Weekly anti-Israel protests outside a Michigan synagogue are protected under the First Amendment, a federal judge ruled last week.

“Peaceful protest speech such as this—on sidewalks and streets—is entitled to the highest level of constitutional protection, even if it disturbs, is offensive, and causes emotional distress,” wrote U.S. District Judge Victoria Roberts of the Eastern Michigan District Court in her 11-page order.

Every Saturday since 2003, a group of protesters has harassed congregants outside of Beth Israel Congregation and placed in front of the synagogue signs that say “Jewish Power Corrupts,” “Zionism is Racism” and “RESIST Jewish Power,” among other statements.
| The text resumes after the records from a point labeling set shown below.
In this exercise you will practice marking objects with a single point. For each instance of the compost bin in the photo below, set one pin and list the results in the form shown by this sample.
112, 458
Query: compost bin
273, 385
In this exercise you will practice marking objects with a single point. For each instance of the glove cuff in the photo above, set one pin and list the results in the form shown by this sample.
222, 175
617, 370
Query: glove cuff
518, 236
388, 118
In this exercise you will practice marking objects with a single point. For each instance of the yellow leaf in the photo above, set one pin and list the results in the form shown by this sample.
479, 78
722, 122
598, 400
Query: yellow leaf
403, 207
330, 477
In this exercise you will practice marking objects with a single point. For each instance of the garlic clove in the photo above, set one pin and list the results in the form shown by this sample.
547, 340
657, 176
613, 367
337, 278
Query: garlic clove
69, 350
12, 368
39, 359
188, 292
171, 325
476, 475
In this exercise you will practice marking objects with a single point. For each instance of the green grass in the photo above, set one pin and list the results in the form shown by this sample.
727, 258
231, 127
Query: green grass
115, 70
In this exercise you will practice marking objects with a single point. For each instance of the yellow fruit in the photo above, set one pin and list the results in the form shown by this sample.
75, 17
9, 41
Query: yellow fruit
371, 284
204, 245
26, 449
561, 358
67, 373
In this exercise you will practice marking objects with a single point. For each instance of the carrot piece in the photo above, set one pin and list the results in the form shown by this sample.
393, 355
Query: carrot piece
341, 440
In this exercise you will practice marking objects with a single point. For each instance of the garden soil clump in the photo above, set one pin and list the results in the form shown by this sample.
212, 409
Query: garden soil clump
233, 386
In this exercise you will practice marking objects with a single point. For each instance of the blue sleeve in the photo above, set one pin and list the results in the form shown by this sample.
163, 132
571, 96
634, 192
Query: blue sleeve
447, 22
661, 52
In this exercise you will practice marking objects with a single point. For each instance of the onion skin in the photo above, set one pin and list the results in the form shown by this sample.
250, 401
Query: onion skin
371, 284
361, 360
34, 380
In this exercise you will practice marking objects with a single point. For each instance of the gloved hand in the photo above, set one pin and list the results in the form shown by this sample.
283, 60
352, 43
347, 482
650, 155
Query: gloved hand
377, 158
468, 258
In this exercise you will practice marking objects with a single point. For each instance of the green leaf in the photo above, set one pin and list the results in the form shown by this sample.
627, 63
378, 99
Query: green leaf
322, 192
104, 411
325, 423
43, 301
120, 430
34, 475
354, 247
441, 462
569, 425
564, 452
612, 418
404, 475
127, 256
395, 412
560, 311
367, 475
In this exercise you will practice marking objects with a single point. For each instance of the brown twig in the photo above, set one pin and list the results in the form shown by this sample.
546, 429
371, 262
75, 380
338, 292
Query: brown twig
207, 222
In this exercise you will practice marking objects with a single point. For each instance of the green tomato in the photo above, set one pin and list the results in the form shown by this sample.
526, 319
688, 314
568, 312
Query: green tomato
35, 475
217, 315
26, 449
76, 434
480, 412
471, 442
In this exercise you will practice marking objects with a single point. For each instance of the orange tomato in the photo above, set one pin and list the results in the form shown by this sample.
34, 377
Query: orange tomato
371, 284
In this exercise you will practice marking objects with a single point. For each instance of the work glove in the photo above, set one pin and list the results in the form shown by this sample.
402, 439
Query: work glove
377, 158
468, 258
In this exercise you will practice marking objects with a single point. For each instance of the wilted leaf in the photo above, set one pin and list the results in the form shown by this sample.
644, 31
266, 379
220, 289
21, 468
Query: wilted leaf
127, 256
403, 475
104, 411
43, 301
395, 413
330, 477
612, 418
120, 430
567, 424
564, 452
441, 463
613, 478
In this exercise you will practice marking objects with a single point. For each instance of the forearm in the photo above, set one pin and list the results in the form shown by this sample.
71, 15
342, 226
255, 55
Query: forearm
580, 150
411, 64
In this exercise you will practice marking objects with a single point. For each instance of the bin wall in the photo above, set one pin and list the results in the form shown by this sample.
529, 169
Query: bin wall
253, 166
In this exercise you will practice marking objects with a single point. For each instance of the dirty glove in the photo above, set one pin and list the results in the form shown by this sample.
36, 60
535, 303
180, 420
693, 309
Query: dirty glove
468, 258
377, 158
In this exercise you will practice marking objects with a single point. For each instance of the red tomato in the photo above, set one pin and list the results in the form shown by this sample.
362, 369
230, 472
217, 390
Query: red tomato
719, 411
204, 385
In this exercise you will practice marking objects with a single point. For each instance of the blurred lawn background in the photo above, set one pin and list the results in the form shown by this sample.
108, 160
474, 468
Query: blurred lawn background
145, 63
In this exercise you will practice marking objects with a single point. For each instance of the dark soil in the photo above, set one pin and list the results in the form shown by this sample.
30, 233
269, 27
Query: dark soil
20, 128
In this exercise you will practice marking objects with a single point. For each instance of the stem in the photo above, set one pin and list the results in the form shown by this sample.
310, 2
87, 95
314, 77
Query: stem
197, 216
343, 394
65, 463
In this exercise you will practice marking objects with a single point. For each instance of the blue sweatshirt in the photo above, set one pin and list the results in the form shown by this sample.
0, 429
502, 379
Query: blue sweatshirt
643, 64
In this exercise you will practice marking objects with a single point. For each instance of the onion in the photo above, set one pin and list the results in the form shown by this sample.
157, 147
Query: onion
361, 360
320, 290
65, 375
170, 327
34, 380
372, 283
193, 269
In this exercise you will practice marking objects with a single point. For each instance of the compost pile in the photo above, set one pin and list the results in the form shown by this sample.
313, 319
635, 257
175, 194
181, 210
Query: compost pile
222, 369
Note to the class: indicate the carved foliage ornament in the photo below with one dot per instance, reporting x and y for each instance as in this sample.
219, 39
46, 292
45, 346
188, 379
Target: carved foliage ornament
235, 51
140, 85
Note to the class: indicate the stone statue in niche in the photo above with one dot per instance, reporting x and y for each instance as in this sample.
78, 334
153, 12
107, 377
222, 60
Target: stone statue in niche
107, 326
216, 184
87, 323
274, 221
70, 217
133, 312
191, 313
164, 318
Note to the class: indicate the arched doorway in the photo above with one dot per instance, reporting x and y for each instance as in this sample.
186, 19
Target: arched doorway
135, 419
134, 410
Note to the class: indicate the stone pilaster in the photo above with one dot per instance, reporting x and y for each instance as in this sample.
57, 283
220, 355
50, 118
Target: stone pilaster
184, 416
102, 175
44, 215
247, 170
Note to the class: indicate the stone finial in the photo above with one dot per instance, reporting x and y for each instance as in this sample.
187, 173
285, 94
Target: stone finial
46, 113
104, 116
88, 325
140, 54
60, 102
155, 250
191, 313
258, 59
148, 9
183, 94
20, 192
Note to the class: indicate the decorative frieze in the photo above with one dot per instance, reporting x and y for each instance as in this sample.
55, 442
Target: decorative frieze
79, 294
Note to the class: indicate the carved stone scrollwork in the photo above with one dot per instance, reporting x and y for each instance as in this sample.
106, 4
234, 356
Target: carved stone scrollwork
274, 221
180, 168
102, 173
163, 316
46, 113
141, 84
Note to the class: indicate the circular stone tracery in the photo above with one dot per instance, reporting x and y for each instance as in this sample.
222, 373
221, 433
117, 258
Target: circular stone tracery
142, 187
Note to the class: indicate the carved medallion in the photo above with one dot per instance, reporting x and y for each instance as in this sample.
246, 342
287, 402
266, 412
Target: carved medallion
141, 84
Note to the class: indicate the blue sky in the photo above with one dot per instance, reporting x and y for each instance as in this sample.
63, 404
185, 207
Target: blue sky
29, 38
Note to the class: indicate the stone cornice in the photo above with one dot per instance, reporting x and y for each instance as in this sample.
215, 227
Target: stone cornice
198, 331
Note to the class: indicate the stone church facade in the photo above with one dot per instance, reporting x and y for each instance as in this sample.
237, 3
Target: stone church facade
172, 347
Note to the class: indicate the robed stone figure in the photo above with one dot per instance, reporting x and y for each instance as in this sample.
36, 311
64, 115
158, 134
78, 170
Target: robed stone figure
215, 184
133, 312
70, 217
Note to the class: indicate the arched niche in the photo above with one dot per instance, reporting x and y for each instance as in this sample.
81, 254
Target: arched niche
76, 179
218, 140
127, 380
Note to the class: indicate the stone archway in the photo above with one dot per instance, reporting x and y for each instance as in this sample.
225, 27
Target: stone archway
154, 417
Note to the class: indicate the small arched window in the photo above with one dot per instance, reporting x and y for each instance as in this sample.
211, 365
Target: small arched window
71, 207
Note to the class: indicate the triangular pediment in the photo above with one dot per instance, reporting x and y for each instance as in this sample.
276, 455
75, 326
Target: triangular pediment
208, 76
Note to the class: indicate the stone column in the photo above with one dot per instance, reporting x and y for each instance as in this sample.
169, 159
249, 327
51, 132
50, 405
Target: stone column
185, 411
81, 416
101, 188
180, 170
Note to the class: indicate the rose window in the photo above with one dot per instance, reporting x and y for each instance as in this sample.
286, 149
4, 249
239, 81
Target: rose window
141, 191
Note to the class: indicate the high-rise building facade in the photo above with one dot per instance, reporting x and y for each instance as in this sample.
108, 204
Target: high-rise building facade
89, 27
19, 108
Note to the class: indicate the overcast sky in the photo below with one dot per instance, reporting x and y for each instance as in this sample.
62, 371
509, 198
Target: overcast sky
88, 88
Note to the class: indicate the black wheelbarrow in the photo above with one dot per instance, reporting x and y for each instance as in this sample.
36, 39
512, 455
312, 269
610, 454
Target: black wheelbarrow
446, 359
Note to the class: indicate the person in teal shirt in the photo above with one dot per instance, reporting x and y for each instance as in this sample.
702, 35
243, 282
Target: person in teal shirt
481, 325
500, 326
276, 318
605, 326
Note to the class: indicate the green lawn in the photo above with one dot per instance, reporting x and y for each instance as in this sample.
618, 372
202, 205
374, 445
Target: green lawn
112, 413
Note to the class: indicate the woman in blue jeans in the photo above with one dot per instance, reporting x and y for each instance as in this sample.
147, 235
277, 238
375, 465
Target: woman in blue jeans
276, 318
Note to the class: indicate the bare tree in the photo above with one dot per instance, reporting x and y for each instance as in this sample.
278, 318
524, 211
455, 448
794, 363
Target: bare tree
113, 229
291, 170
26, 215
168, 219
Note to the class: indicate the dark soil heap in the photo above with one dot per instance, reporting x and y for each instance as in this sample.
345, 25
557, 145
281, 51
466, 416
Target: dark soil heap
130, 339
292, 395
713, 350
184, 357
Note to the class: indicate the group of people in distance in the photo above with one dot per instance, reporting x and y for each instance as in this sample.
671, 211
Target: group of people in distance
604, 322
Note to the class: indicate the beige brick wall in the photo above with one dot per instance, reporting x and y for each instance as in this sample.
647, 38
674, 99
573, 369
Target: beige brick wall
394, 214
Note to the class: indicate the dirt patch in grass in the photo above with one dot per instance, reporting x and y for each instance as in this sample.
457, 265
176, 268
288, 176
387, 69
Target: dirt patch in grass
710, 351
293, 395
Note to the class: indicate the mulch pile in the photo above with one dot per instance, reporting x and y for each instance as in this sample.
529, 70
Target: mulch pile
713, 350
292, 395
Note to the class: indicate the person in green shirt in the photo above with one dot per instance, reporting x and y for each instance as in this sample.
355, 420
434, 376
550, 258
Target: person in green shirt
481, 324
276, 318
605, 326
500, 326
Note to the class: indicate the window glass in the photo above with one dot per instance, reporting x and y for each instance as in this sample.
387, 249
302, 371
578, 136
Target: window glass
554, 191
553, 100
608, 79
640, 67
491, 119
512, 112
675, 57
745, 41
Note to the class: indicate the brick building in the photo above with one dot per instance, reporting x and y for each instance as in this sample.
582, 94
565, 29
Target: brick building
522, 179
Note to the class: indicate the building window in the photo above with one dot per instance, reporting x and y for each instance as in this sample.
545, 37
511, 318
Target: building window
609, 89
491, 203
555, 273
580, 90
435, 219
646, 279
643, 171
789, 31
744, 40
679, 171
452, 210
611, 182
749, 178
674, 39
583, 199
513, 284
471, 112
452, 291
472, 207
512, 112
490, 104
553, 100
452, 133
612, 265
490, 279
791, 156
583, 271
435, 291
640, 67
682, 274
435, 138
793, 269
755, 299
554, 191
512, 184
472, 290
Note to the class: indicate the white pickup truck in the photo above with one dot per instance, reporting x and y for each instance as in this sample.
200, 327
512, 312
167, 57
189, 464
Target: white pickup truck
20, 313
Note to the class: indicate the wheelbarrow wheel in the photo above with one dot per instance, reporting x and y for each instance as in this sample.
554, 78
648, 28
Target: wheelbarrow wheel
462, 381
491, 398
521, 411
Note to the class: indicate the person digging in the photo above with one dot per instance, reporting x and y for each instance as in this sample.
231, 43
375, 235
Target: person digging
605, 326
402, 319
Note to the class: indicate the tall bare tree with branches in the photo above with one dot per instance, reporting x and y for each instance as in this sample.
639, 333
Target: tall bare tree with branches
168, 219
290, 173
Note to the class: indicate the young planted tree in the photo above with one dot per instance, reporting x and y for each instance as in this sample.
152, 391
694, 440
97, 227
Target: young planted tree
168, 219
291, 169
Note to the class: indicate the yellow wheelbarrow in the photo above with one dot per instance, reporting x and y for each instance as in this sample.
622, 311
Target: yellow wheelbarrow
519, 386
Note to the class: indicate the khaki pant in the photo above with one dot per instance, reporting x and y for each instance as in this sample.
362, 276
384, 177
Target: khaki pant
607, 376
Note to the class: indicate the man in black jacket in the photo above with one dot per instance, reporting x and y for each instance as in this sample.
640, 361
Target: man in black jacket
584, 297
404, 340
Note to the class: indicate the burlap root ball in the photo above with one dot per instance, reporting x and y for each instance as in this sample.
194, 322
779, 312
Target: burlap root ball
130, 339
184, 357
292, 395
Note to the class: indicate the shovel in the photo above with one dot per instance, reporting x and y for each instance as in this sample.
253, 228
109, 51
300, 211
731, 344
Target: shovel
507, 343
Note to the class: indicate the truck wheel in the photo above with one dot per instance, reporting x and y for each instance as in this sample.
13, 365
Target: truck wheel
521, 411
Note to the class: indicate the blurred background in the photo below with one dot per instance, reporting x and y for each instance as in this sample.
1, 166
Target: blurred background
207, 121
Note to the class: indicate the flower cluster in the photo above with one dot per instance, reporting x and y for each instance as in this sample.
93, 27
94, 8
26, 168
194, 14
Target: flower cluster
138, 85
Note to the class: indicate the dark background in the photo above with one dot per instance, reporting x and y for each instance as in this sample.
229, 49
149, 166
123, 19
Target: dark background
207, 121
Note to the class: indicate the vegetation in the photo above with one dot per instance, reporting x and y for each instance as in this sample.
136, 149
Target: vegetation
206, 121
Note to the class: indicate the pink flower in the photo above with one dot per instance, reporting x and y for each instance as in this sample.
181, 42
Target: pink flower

The judge also wrote, “There is no allegation that the protestors prevent plaintiffs from attending sabbath services, that they block plaintiffs’ path onto the property or to the synagogue, or that the protests and signs outside affect the services inside. Plaintiffs merely allege that the defendants’ conduct causes them distress and ‘interferes’ with their enjoyment of attending religious services.”

“They fill our sidewalks with hate speech to harass our worshippers, and then claim it’s just a good public location,” said Rabbi Nadav Caine in a statement following the ruling.

The plaintiffs in the lawsuit were Beth Israel Congregation member Marvin Gerber and Ann Arbor resident Miriam Brysk, a Holocaust survivor. Ann Arbor Mayor Christopher Taylor, protester Henry Herskovitz and his two organizations—Jewish Witnesses for Peace, and Palestinian Friends and Deir Yassin Remembered—were listed as defendants.

The protesters are in violation of the city’s existing ordinances; however, Ann Arbor has done nothing to limit the protests.